Le deuxième publication: “La résistance et la rédemption à propos de l'incident Gao Yan” (高岩事件中的反抗与救赎 [10]) est une enquête contenant des interviews des parents de Gao Yan ainsi que de Li Youyou. L'article s'est penché sur les relations de pouvoir entre les professeurs et les étudiants au sein d'une institution universitaire. À son tour il a été mis en ligne puis retiré le 8 avril, date de sa publication.

Le troisième article était intitulé “Intéressez-vous au suicide de Gao Yan et soyez attentif.ves à la politique du campus concernant le harcèlement sexuel” (关注 | 20年前的高岩自杀事件 迟到的校园反性骚扰制度 [11]). Publié et retiré le 9 avril, l'article critiquait l'absence de directives dans le traitement des cas de harcèlement sexuel sur le campus.

Les témoignages continuent de circuler sur les médias sociaux

Malgré la répression, les récits d'expériences personnelles de harcèlement sexuel continuent de circuler sur les médias sociaux. D'après les chiffres de la BBC, près d'une trentaine de personnalités [12] des milieux de l'éducation, des médias et des ONG ont été accusées d'actes de violence sexuelle entre juin et août 2018 en Chine.

L'histoire ayant fait couler le plus d'encre a été celle de Zhou Xiaxuan, une jeune femme de 25 ans qui a raconté avoir été harcelée sexuellement par Zhu Jun, un célèbre présentateur TV en 2014. Son récit de 3000 mots a tout d'abord été partagé lors de discussions entre amis. L'un d'entre eux, le militant écologiste Xu Chao, lui a demandé son autorisation pour partager  l'histoire sur Weibo, celle-ci a fait le buzz en deux heures. Dans les jours qui ont suivi, le terme “Zhu Jun” est apparu dans la barre de recherche Weibo [13].

Bien que Zhu soit étroitement lié à la Télévision centrale chinoise (CCTV), les discussions publiques concernant l'affaire ont été moins censurées que celles concernant l'incident survenu à l'Université de Pékin. Nous avons retrouvé une publication censurée dans la base de données du WeChatscope intitulée “Nouveau rebondissement dans l'affaire Zhu Jun. Les gens croient-ils toujours en l'innocence du professeur?” (朱军事件有了新情况,有多少人还相信朱军老师是清白的? [14]) avec cette question rhétorique dans le titre qui peut laisser penser aux lecteurs que Zhu est coupable sans aucun doute possible. L'article a été publié puis supprimé le 12 novembre.

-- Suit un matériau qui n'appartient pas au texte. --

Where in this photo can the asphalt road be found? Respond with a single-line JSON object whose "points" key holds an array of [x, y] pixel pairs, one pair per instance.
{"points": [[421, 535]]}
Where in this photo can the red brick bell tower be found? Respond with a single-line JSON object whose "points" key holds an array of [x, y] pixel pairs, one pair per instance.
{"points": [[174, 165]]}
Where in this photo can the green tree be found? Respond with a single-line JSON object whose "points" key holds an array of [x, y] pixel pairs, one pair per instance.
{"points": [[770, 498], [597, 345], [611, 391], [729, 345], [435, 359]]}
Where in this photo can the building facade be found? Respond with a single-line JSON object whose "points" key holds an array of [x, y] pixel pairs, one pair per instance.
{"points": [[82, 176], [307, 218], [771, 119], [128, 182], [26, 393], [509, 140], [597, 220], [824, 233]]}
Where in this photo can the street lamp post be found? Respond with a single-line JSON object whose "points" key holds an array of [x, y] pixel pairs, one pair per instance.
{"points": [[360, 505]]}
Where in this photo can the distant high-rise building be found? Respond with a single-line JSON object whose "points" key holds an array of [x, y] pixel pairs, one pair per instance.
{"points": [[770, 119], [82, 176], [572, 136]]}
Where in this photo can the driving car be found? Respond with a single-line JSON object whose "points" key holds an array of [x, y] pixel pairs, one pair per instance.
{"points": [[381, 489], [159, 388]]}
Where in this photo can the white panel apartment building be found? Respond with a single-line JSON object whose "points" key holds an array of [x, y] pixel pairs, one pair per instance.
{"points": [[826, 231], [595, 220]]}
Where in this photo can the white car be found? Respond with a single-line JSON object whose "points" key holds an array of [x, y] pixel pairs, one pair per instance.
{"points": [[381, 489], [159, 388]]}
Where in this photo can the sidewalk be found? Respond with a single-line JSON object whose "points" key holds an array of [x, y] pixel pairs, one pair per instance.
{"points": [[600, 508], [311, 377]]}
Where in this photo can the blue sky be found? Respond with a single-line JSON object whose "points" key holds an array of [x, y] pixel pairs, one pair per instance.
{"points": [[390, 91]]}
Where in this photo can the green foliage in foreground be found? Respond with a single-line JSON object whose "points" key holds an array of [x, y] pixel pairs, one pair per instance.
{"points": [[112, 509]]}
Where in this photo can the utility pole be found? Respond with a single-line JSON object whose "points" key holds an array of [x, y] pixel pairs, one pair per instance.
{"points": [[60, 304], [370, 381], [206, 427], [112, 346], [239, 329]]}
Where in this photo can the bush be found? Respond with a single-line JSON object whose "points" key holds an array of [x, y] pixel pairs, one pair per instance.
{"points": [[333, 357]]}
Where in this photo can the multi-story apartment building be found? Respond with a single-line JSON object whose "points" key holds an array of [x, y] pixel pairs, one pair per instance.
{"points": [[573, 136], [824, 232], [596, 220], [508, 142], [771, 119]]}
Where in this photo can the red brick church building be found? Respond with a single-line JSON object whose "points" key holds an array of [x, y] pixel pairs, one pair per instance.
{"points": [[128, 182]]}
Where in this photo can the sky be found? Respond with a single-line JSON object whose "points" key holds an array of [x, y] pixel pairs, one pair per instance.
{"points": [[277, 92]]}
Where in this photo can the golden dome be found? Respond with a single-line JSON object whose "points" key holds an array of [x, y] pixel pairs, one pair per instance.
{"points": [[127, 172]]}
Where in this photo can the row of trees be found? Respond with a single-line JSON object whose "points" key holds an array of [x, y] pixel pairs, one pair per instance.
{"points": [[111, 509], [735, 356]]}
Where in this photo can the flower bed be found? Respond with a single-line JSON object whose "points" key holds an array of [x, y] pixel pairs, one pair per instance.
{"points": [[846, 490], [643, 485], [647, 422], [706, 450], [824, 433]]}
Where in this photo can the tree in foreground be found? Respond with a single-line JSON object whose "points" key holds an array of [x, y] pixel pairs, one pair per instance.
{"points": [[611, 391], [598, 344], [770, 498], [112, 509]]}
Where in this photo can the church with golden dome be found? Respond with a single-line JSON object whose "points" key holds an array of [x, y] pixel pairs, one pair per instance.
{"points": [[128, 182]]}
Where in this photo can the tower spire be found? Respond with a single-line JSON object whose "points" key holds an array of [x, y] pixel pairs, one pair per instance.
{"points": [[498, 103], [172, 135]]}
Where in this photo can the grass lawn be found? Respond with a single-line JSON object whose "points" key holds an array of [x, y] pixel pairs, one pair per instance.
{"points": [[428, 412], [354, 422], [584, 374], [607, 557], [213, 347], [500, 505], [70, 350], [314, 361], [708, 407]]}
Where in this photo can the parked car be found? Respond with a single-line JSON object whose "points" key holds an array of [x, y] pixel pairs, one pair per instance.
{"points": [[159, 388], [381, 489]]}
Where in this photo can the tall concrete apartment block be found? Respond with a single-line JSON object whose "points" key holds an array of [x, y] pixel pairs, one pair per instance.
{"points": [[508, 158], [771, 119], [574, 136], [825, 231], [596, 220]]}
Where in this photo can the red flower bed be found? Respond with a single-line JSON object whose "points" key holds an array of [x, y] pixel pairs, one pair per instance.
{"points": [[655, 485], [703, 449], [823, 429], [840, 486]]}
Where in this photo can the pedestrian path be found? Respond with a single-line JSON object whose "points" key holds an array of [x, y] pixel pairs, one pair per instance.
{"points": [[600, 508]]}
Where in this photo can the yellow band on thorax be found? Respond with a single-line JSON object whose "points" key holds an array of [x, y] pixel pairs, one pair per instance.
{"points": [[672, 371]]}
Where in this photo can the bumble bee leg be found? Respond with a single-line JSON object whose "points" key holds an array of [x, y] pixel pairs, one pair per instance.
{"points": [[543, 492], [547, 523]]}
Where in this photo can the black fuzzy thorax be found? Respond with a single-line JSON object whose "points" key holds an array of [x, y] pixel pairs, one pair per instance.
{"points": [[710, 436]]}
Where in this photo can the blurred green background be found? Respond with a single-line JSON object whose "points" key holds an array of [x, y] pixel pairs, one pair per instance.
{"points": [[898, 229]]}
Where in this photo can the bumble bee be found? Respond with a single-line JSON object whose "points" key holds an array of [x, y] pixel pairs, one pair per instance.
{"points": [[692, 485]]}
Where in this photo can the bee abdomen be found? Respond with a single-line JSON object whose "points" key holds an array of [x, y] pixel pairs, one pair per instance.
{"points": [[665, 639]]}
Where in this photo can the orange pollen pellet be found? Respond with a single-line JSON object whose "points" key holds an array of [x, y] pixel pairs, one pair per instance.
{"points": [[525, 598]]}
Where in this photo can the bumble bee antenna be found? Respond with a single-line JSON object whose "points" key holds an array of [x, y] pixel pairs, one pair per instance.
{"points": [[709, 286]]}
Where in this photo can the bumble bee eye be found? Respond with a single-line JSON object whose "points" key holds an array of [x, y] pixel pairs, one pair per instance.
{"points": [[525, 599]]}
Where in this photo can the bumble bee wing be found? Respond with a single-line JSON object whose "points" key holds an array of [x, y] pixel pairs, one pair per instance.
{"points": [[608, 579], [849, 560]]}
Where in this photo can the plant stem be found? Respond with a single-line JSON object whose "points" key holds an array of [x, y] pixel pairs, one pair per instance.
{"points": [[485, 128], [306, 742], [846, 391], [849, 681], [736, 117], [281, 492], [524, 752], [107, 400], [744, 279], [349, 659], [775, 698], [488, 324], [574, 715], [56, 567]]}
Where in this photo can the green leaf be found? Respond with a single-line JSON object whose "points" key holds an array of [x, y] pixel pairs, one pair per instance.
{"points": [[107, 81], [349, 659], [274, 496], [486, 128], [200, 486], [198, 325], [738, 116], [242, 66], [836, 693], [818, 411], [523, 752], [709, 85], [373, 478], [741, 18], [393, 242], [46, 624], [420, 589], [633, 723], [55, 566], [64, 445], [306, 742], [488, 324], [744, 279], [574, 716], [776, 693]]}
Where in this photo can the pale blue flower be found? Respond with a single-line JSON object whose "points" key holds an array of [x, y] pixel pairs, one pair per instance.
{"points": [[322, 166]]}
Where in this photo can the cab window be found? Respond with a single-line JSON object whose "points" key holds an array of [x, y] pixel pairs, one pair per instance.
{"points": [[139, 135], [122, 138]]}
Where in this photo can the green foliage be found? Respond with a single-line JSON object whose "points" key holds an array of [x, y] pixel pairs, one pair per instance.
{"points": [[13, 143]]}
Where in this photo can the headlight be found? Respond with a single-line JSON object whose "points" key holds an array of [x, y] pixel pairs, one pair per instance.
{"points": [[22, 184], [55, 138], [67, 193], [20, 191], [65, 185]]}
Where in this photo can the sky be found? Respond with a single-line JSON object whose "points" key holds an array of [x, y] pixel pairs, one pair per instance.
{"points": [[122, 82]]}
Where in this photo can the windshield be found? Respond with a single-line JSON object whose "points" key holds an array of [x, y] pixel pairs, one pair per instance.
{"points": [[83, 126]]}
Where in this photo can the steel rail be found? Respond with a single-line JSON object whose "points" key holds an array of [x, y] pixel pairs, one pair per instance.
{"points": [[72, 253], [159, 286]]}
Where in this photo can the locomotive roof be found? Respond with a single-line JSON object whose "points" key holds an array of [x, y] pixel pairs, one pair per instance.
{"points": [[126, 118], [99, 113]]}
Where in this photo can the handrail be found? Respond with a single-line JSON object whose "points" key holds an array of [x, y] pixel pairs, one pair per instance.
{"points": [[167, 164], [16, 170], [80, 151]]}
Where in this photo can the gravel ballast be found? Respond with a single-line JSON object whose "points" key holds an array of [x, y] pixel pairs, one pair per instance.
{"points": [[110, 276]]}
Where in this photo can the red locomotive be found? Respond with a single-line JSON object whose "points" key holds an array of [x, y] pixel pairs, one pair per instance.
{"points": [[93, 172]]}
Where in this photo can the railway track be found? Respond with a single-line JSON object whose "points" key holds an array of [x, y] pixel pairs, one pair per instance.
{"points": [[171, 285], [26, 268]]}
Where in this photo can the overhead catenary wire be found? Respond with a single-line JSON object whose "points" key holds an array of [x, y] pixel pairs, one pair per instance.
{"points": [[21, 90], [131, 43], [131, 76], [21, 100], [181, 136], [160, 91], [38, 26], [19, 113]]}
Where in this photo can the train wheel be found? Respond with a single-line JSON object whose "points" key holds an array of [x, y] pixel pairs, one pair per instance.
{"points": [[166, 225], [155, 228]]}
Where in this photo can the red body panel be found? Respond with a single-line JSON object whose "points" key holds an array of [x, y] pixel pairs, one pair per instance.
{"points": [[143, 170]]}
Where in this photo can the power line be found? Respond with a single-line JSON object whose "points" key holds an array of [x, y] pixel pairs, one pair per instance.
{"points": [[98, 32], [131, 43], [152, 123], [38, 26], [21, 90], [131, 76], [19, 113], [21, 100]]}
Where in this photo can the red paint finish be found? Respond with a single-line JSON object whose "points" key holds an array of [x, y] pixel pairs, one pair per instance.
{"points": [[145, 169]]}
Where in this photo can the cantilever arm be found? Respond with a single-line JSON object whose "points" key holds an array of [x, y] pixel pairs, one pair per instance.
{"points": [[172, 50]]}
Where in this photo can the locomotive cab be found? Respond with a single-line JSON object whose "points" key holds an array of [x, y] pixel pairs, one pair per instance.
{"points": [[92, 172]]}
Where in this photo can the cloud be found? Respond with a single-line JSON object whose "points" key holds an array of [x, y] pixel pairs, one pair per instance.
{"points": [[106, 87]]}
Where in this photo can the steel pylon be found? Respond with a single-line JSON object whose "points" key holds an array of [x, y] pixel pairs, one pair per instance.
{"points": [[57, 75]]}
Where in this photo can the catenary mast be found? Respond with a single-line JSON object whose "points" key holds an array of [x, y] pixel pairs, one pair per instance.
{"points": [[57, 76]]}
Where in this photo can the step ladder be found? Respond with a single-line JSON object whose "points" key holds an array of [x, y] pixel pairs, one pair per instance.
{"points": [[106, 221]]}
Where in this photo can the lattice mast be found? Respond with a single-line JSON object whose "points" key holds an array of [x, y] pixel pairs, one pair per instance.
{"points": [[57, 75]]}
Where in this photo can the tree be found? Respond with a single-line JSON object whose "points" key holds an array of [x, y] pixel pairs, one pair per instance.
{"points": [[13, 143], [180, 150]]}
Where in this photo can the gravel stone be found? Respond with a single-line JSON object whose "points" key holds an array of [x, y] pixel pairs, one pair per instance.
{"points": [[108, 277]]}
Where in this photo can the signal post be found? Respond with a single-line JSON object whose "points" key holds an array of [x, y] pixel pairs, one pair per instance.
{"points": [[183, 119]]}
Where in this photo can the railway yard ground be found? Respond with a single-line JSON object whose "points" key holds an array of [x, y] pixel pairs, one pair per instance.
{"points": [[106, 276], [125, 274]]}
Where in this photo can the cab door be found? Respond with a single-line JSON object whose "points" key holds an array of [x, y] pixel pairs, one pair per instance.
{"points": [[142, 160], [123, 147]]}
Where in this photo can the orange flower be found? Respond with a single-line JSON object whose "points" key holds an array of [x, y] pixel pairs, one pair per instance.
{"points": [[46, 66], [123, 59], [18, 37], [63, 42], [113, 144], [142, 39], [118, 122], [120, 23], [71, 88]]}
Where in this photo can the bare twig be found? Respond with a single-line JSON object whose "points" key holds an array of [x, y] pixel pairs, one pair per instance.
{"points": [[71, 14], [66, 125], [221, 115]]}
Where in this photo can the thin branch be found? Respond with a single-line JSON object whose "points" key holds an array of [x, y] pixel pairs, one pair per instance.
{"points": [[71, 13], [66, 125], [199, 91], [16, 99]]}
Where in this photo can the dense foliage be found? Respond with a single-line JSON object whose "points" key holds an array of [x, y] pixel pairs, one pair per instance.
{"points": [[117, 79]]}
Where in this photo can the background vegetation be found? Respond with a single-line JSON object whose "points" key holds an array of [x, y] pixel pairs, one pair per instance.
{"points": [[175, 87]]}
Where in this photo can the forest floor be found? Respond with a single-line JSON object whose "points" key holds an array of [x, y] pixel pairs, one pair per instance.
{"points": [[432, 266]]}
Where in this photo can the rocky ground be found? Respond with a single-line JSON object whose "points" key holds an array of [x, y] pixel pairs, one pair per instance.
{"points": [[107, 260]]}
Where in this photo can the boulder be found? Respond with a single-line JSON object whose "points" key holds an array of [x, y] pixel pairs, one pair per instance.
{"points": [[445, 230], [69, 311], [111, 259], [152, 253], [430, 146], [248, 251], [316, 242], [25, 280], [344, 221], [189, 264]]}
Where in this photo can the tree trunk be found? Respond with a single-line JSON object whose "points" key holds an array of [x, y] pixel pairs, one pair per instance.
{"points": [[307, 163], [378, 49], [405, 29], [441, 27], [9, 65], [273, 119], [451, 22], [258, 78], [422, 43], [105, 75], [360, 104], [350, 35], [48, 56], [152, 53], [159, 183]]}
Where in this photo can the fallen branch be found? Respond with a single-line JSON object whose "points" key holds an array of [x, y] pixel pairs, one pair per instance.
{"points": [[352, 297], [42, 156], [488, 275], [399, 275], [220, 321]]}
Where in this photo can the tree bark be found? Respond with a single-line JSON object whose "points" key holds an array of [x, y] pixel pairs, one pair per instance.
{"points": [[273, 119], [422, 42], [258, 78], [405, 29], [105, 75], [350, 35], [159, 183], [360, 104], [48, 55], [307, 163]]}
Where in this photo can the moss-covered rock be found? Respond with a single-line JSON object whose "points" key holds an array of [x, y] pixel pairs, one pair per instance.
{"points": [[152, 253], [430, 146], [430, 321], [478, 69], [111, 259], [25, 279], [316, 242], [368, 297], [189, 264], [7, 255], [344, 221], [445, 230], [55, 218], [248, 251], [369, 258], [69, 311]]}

Zhu a nié les accusations et a menacé de poursuivre Zhou pour diffamation, un contentieux judiciaire qui captive toujours l'attention du public. Zhou tente désormais de lancer la toute première poursuite civile pour harcèlement sexuel [15] du pays contre Zhu.

Nos données confirment le fait que les censeurs chinois bloquent les contenus qui contestent les autorités et les défenseurs du changement, même lorsque ceux-ci n'abordent pas explicitement des questions politiques. Elles démontrent également que le mouvement #MeToo en Chine, ainsi que d'autres contenus portant un message analogue, sont parvenus à trouver leur place dans les médias sociaux chinois. De temps à autre, de nouveaux cas surgissent sur internet et certains d'entre eux attirent l'attention publique générale.

Lorsqu'une personne partage son histoire et que celle-ci parvient à faire réagir les autres, elle peut être partagée par des dizaines de milliers d'usagers en l'espace de quelques heures. En dépit des efforts déployés pour censurer ce type de messages, ces vagues de partage ont eu un impact majeur sur les campus des universités chinoises.